イー・アクセスは10月3日、900MHz帯の基地局開設指針について同日、総務省に要望書を提出したことを発表した。
総務省が実施した700/900MHz帯通信システムの参入希望調査では、イー・アクセス、NTTドコモ、KDDI、ソフトバンクモバイルの4社が参入意向を表明している。イー・アクセスは、市場活性化による競争を促進させるとともに、客観的かつ公正な周波数割り当てを実施するために、要望書を提出した。
イー・アクセスは900MHz帯開設指針の策定にあたり、「次世代の3.9世代移動通信システム(LTE)による早期全国普及」と「既存大手3社の回線状況から、新規・振興事業者やMVNOを含めたサービス競争の充実」の2点を主な方針に掲げる。現在、携帯事業者が保有する周波数帯域は、NTTドコモが140MHz、KDDIグループが120MHz、ソフトバンクグループが104MHz、イー・アクセスが30MHzで、既存3社に比べてイー・アクセスが最も少ない。
次世代高速通信サービスについても、ドコモがLTE(Xi)、KDDIがWiMAX、ソフトバンクモバイルがSoftBank 4Gを導入し、いずれも理論値(WiMAXはWiMAX 2の場合)は下り最大100Mbpsを超える一方で、イー・アクセスが導入している「EMOBILE G4」(DC-HSDPA)は下り最大42Mbpsに留まる。イー・アクセスもLTEを導入する意向はあるが、「今持っている周波数(1.7GHz帯)にはこれ以上は導入しにくい」(同社代表取締役社長のエリック・ガン氏)ため、「できれば早めに900MHzで新しい周波数帯域を確保できるよう頑張っていきたい」というスタンスだ。「2012年以降、早めに100Mbps超のLTEサービスを導入し、5年後をめどに人口カバー率99%を構築していきたい」とガン氏は意気込みを話した。

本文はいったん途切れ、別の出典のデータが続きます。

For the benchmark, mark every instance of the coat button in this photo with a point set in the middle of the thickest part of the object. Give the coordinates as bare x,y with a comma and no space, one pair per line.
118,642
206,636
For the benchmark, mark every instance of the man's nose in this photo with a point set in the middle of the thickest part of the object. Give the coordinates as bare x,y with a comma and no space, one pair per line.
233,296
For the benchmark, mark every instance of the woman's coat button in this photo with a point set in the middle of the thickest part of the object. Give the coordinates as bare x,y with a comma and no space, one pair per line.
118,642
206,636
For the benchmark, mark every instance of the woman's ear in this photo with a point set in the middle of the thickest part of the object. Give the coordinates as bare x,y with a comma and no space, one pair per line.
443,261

PCデータ通信分野で新たな料金サービスを多く打ち出してきたこともあり、LTEでも「競争力のある料金設定」を目指す。このほか、MVNOに向けた自社ネットワークのオープン化や、“端末のオープン化”としてLTE対応のSIMフリー端末も提供する。
複数の申請があった場合の審査基準として、同社は (1)人口カバー率 (2)自社の全ユーザーにおけるMVNOユーザーの比率 (3)SIMフリー端末の比率 (4)エンドユーザーへの料金とMVNO料金の水準 の4点を挙げた。同社は「現在の事業基盤や加入者基盤の大きさに直結する既存大手3事業者のみが優位となる審査基準は採用すべきではない」としている。具体的な審査方法については、(1)〜(3)の項目順に2013年度末から2016年度末まで、年度末ごとに比較し、数値が高い申請者を認定すべきとの考え。それでも決定しない場合は、(4)のエンドユーザー料金とMVNO料金を比較し、より安い申請者を認定すべきと考える。